If you’re really into the survival/prepper mentality, this skill is a no-brainer.  If we had an extended grid-down situation or lost access to water, a compost toilet would be critically important and I’m proud to have one.

The book ends with a great interview of Jenkins…by Jenkins.  It really takes all the typical questions asked and makes it look like naive, old thinking.  I won’t ruin it, you’ll have to pick up the book to enjoy it for yourself.

I’ll say it again- if you’re into environmental issues and want to learn about one of the most critical topics not being discussed, the Humanure Handbook will make you question your lifestyle at length while being an enjoyable read at the same time.

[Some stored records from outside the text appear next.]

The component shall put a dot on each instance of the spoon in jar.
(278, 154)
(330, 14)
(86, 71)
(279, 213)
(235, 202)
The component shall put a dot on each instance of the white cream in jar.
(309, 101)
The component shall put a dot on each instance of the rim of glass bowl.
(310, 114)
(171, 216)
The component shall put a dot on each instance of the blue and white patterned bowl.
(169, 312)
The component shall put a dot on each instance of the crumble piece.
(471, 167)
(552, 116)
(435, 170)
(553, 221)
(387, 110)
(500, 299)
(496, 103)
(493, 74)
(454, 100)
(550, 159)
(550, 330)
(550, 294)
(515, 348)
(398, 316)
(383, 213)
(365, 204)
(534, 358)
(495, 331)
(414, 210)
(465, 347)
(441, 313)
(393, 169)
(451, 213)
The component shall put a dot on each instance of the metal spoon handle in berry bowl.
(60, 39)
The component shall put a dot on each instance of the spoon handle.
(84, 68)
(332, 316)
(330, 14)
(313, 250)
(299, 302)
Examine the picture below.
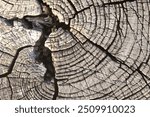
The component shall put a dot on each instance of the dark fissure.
(102, 42)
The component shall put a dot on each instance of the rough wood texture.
(90, 49)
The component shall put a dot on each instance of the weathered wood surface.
(100, 50)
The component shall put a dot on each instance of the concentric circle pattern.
(104, 55)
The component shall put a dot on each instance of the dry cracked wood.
(74, 49)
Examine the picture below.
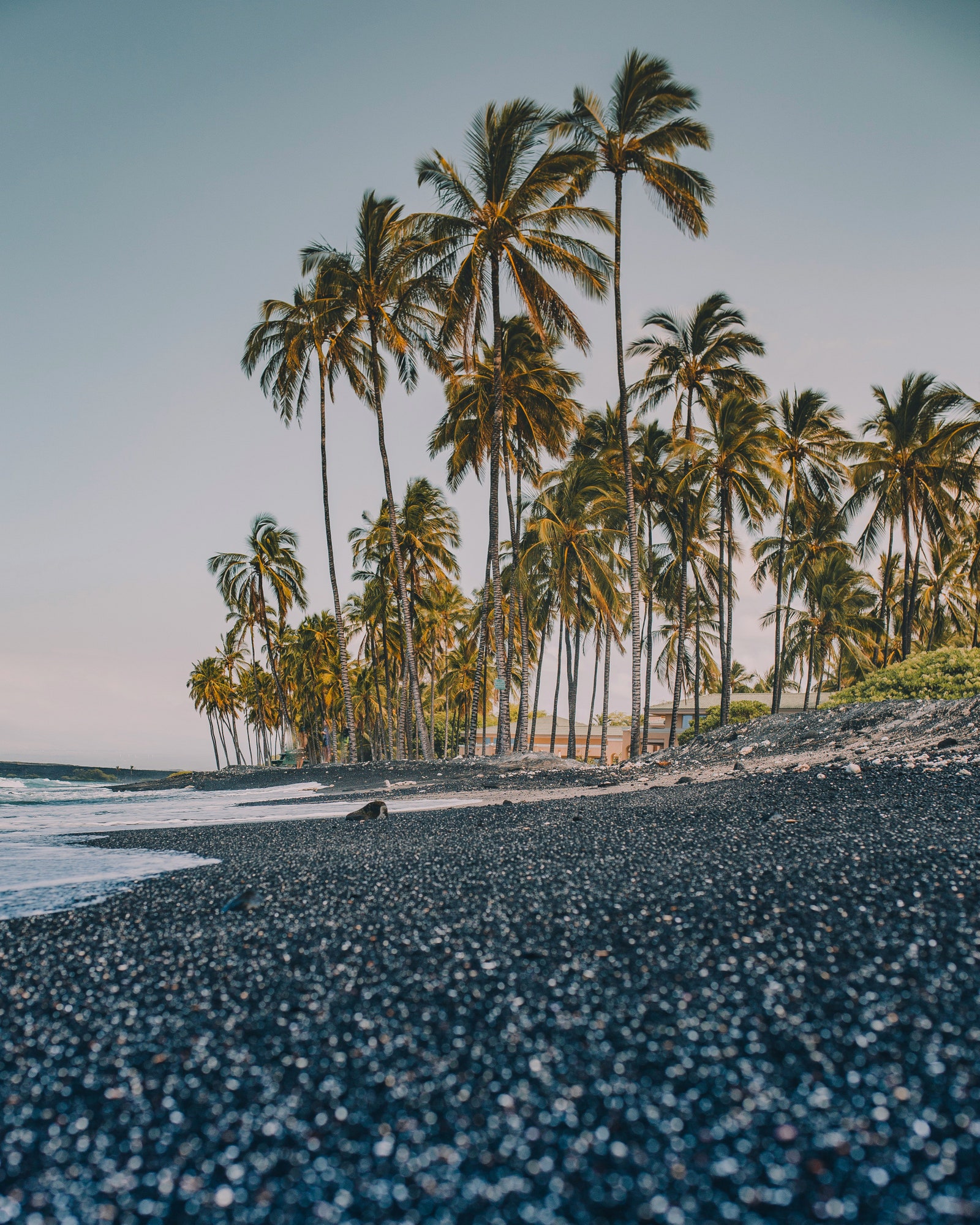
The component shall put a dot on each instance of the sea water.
(51, 861)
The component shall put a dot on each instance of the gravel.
(747, 1000)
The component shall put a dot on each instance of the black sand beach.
(741, 1001)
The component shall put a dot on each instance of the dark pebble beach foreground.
(742, 1001)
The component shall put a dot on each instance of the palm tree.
(209, 687)
(692, 360)
(510, 216)
(231, 657)
(568, 526)
(389, 301)
(540, 420)
(271, 560)
(641, 130)
(737, 469)
(317, 326)
(916, 464)
(841, 609)
(808, 444)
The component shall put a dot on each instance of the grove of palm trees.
(616, 531)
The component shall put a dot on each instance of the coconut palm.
(209, 690)
(737, 470)
(808, 445)
(540, 418)
(918, 464)
(389, 300)
(318, 328)
(641, 130)
(509, 217)
(270, 563)
(568, 526)
(689, 361)
(232, 658)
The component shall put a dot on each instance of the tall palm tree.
(737, 469)
(808, 445)
(568, 526)
(692, 360)
(641, 130)
(231, 657)
(918, 464)
(270, 562)
(317, 326)
(208, 685)
(389, 298)
(510, 216)
(540, 420)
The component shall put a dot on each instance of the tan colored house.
(619, 738)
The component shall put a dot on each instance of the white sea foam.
(43, 870)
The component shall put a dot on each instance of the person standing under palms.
(694, 360)
(315, 325)
(641, 130)
(389, 298)
(510, 219)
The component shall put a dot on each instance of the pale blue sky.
(161, 167)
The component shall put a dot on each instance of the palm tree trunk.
(777, 673)
(483, 747)
(410, 644)
(885, 580)
(214, 742)
(914, 590)
(729, 576)
(628, 481)
(508, 676)
(649, 685)
(375, 669)
(262, 723)
(481, 676)
(386, 658)
(595, 685)
(605, 742)
(522, 612)
(573, 696)
(335, 590)
(722, 714)
(497, 434)
(518, 598)
(698, 656)
(404, 731)
(906, 585)
(649, 678)
(264, 614)
(538, 678)
(558, 688)
(221, 737)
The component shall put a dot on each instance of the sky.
(161, 166)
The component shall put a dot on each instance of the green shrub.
(951, 673)
(739, 712)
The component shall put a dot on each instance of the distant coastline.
(62, 774)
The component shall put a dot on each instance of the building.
(619, 738)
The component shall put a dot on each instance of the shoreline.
(481, 1010)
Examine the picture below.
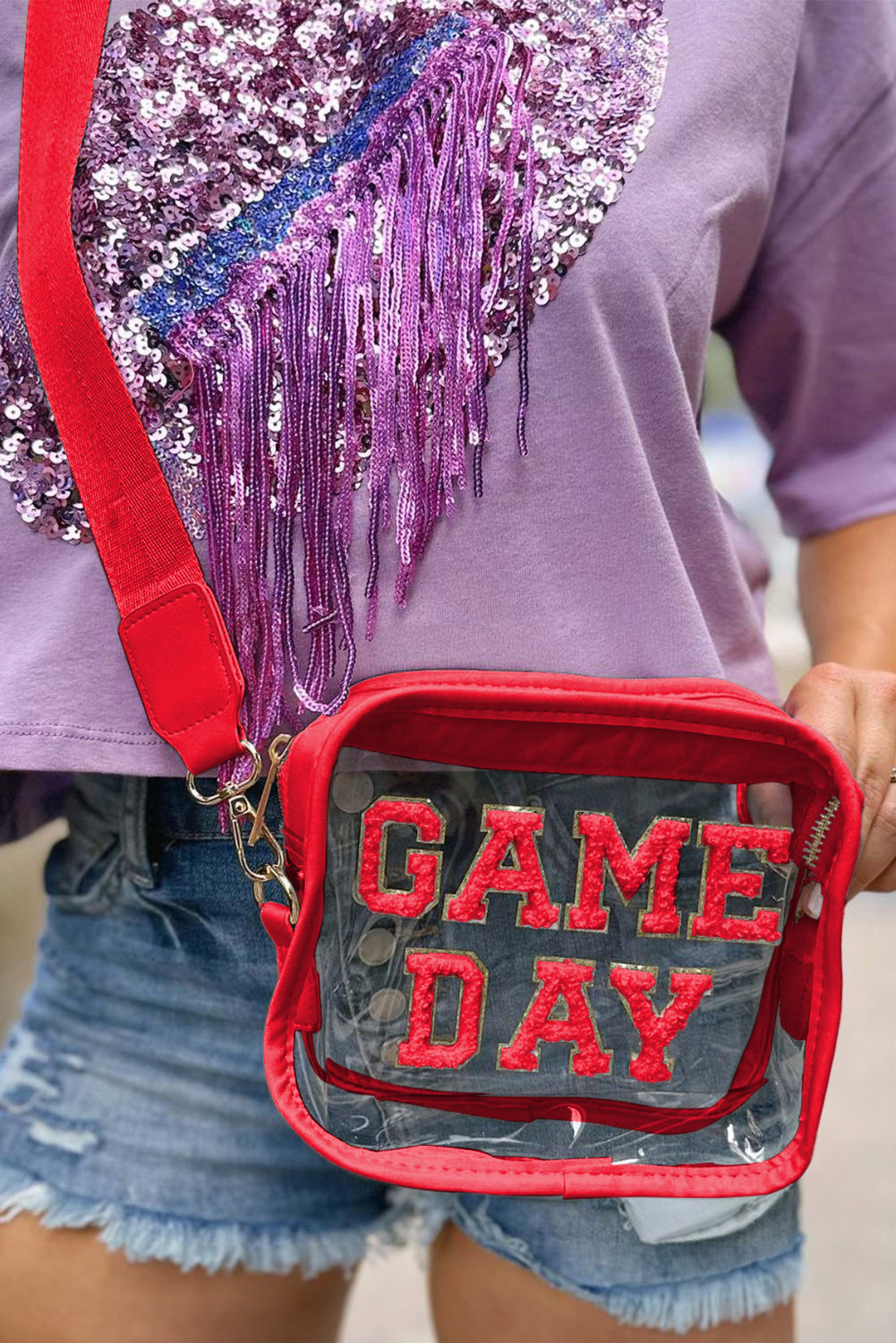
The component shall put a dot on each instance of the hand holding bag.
(533, 942)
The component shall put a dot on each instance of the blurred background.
(849, 1194)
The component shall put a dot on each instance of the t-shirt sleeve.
(815, 332)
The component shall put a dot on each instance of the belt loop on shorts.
(133, 832)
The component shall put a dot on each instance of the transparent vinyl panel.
(542, 948)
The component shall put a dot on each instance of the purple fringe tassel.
(362, 338)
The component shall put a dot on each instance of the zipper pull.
(276, 754)
(813, 846)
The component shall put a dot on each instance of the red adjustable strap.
(171, 626)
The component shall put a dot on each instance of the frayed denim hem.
(704, 1302)
(696, 1303)
(191, 1243)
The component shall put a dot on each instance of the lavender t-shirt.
(764, 206)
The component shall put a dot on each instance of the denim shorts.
(133, 1098)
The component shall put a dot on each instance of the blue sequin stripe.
(263, 223)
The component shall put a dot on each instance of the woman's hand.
(856, 709)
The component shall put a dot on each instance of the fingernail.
(812, 900)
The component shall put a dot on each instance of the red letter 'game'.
(657, 853)
(719, 881)
(511, 830)
(424, 868)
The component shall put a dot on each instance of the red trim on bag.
(743, 728)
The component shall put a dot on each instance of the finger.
(825, 698)
(770, 805)
(876, 755)
(885, 881)
(879, 851)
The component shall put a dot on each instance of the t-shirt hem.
(72, 748)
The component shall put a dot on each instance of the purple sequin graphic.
(311, 234)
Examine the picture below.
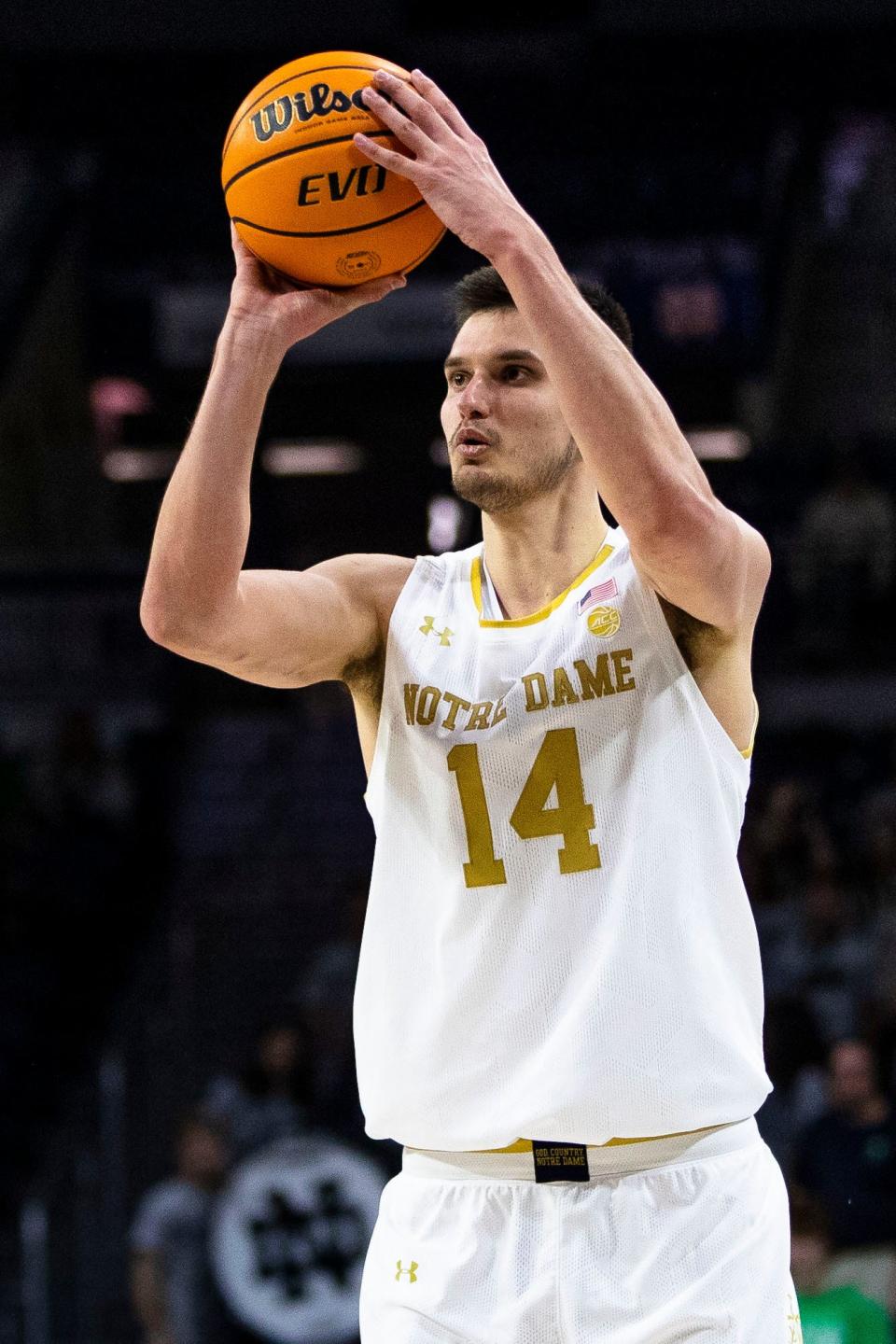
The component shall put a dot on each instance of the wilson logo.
(320, 101)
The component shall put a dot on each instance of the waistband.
(603, 1159)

Holy Crap! My Very Own Compost Toilet.

After nearly a month of simply having a 5 gallon bucket and some sawdust, I finally built my own proper compost toilet!

It cost me a total of about $20 and two hours of work to get it done…well worth it.  This lives in my basement, but I brought it outside to snap a well-lit photo in front of its “sewer system” (the compost pile).

I simply followed the instructions in Joseph Jenkins’ Humanure Handbook …I strongly suggest picking this up.  Even if you have no interest in humanure composting, it’s still a very critical read for learning the history of human waste and how we’ve broken the human nutrient cycle.

For the fecophobes out there: read about thermal kill times and how compost has been used to fully bioremediate contaminated lands of compounds as harsh as TNT.  I’m not worried about pathogens.  My pile is going to be actively added to for about a year.  Then I’m going to let it sit for a year while I build a second one for a year.

Therefore, my compost pile breaks down and cures for a span of two years.  This is plenty of time for nature to do what it has done for zillions of years.

Anyway, more updates to come.  This has been really fun and I have had some serious reflections thus far on the process and its benefits to the Earth.